The founder of Boom, which is working to develop a supersonic passenger jet, often has opinions on the airline industry and thinks that much of what’s being done today is wrong. He’s now focused on the way planes push back from the gate and then line up to wait to take off. This keeps passengers on planes longer and burns fuel. So he thinks they should do ‘virtual queueing’ instead.
Airplanes shouldn’t physically line up to take off at busy airports. This wastes tons of jet fuel.
Instead, use a virtual queue. Stay at the gate until it’s nearly time to take off.
This would save many tons of fuel… and also enables re-ordering of the virtual queue. pic.twitter.com/g5dbrOLydi
— Blake Scholl (@bscholl) November 19, 2025
There are two binding constraints that the current system of ‘push back and wait’ solves for:
- runway capacity
- gate capacity

Having planes leave the gate and queue lets another plane come into the gate! That both saves fuel and passenger time on the inbound aircraft (since planes can park rather than wait to do so) and maximizes the number of flights.
And lining planes up has them ready to leave in succession, immediately, to get the most runway throughput possible.
Still, “keep planes at the gate in a virtual queue instead of taxi-queuing” is a real idea that is already being deployed to some extent. It’s just not as simple as it sounds.
- A “virtual queue” is basically departure metering. New York JFK has run a metering program for years where algorithms set a Target Movement Area Time for each departure – i.e. when it should push and enter the taxiway system – to keep the departure queue at a target length. Airlines can swap flights within their allocations, and air traffic control procedures on the movement area stay the same. This results in fewer long queues, less time in the runway queue, and lower average taxi-out time.
- The FAA’s Terminal Flight Data Manager is the program that includes departure scheduling and surface metering. The FAA describes it as a “virtual queue at the runway” that saves fuel by reducing engines-on taxi time, and they estimate 313 million gallons of fuel saved and over 3 million metric tons of CO₂ to date.
- At major European airports, Departure Manager and Airport Collaborative Decision Making tools calculate Target Start-Up Approval Times and Target Take-Off Times, explicitly to reduce queues at the runway and shift waiting to stands/gates while maintaining runway throughput.

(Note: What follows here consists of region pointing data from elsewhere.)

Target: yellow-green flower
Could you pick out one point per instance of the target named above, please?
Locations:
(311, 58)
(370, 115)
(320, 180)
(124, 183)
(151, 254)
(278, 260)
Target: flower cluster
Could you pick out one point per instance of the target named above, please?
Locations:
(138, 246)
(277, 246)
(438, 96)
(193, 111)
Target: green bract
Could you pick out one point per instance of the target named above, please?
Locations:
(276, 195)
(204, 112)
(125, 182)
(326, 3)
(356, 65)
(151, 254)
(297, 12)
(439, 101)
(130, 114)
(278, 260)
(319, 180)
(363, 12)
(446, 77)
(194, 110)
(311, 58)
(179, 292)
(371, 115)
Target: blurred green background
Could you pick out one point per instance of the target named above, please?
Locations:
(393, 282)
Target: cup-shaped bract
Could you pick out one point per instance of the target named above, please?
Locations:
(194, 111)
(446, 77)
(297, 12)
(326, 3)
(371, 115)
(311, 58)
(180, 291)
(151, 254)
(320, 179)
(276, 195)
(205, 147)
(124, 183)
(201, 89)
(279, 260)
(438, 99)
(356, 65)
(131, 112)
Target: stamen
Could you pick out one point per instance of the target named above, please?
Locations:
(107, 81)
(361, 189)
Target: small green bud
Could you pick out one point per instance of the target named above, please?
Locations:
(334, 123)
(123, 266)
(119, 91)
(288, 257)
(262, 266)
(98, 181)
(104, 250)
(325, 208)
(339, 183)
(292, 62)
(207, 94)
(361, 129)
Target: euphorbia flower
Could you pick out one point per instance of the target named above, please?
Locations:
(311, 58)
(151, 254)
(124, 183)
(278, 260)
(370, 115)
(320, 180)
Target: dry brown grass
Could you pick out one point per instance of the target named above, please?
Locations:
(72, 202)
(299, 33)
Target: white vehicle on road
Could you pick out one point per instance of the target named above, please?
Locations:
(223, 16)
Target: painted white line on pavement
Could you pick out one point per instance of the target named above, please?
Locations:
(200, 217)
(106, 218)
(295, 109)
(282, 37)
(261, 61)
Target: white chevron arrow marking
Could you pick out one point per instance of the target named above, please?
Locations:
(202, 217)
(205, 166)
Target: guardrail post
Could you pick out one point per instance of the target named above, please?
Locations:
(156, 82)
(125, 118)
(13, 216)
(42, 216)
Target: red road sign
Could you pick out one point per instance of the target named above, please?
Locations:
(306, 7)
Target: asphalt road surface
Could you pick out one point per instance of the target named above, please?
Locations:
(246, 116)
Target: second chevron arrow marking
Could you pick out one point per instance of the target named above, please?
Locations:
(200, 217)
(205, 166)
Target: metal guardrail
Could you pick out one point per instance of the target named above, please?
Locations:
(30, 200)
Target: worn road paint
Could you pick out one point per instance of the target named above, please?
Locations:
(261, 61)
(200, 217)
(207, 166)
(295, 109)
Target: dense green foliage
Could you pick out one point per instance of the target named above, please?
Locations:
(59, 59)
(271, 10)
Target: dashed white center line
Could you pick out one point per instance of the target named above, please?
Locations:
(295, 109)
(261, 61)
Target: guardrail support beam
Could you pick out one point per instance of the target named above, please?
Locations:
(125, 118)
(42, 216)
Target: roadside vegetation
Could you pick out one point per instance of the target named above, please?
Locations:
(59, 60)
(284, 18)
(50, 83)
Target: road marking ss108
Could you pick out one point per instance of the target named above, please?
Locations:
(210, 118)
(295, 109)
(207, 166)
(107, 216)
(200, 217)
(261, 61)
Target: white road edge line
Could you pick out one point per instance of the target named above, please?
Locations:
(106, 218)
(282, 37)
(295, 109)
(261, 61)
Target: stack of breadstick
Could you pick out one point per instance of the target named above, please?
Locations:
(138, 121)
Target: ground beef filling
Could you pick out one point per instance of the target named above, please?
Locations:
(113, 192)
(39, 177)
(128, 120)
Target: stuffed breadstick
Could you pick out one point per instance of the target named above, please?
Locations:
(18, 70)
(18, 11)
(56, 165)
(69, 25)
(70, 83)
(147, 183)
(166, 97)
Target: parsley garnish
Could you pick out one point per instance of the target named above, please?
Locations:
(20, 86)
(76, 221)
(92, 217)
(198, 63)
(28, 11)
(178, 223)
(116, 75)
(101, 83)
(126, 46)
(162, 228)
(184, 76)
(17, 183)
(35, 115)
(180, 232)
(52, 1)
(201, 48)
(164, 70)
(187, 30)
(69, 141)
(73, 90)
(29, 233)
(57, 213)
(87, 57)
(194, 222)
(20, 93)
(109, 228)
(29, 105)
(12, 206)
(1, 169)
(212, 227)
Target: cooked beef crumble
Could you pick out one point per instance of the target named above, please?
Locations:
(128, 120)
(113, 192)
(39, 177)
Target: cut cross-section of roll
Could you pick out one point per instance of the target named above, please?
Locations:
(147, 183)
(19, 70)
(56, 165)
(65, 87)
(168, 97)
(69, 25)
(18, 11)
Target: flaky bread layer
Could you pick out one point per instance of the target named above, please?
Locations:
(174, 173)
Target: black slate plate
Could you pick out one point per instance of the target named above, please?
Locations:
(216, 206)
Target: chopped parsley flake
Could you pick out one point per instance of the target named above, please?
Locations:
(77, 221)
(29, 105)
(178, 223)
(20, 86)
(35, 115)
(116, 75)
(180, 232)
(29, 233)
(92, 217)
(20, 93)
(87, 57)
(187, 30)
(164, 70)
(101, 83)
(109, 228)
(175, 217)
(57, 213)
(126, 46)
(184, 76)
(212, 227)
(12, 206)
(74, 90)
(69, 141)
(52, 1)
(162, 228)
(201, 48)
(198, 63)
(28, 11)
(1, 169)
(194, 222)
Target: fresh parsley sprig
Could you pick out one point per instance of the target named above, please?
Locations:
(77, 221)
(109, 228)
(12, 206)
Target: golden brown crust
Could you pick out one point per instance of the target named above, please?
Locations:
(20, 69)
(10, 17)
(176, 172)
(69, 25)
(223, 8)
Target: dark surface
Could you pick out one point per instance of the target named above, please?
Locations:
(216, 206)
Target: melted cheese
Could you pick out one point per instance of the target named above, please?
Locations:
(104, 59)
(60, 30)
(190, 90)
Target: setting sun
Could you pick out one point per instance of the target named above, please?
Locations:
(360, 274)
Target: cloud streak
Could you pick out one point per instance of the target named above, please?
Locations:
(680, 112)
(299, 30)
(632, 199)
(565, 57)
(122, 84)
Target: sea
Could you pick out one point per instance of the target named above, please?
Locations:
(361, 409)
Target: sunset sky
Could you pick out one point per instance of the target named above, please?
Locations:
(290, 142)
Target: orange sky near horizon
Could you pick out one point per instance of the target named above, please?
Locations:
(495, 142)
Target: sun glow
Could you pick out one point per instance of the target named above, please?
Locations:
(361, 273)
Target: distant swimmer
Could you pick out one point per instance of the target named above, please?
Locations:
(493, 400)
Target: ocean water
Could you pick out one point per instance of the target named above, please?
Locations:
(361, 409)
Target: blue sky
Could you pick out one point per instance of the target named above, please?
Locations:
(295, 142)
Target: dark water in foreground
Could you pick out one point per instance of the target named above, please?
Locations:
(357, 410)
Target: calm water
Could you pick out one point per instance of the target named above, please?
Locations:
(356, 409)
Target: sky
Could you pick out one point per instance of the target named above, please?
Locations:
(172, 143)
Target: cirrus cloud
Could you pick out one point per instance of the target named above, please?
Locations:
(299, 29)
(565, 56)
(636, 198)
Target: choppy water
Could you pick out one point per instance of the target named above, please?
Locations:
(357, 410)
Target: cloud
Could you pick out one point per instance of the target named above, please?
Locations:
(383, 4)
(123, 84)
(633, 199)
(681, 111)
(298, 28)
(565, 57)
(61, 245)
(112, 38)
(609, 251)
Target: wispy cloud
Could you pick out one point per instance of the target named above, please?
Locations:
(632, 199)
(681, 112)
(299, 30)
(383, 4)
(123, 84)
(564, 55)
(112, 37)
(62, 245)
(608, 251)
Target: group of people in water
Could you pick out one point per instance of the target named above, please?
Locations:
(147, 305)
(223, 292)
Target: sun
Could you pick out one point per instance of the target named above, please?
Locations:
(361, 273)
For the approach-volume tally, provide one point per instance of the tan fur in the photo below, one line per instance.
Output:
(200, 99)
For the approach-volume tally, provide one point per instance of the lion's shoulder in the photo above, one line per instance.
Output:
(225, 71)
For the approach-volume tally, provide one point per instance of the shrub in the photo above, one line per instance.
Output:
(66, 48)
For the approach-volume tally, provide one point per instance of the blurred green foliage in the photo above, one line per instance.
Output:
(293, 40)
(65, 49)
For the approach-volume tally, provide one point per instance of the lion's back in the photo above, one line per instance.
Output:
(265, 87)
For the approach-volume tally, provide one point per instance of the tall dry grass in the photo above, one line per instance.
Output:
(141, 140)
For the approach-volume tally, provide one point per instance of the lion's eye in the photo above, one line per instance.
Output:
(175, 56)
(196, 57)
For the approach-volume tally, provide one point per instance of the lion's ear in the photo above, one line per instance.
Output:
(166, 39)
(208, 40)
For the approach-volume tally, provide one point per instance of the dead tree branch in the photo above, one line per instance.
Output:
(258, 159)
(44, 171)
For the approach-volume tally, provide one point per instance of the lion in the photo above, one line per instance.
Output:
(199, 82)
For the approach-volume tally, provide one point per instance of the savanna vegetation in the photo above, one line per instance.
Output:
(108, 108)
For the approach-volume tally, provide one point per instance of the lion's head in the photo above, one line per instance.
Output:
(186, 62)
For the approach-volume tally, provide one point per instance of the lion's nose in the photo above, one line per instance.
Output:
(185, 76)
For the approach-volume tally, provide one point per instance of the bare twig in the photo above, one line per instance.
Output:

The core idea not to have 25 airplanes idling in a conga line, and to use a time-based virtual queue instead, is actually the basis of several current air traffic control systems. If you you can shift delay from “engines-on, stuck in a taxi queue” to “engines-off, at a stand or gate” then you save fuel and emissions without sacrificing throughput.
However, if you hold all departures at their gates in a virtual queue during a peak departure bank, you block the gates needed by the next arrival wave. That just means different flights do the waiting away from the gate or you get arrival holds in the air (burning far more fuel).
Ultimately, runway throughput needs planes to be ready. If you cut the physical queue all the way to zero and try to send airplanes out just-in-time from gates, you risk wasting arrival gaps if a departure misses its slot. You can’t just keep everyone at the gate and call it done. You need to split waiting into three buckets:
- At gate, engines off
- On ramp or holding pad, waiting for clearance to enter the movement area.
- On taxiway, in the take-off queue.

In this way, everyone can move efficiently, and runway throughput can still be maximized. Just stay at the gate until it’s your turn ignores gate scarcity, runway capacity management, and the need for a minimal physical queue. And it suggests that this is an overlooked idea. It is not.


Why not use electric tractors to tow the planes all the way to the takeoff spot ? They use zero fuel when idling. Planes will use no fuel right up to the point they need to take off. And we can use the same queue system. Make the tractors AI driven (or remotely controlled). Potentially they could even provide electricity to the plane while taxiing.
@Gary: You are too kind. I wouldn’t give the founder of Boom such credence. He is living off the funding of misguided investors who don’t understand that his plane will never fly. They don’t have an engine! GE, Pratt, and Rolls all looked at it and turned it down. There is nobody else. Even Comac weren’t foolhardy enough to try to develop their own powerplant.
IME when airport traffic gets stacked up ATC (tower) starts to hold planes at the gate rather than have planes blocking aprons, tarmac and taxiways. How is this anything different?
Starting with “The founder of Boom…” welp, that’s where you lost me. No credibility. Get Ed, Scott, Bob, or shoot, even Mr. Barry Biffle (Frontier), you know, people running actual airlines, to suggest this, and then we might/should listen.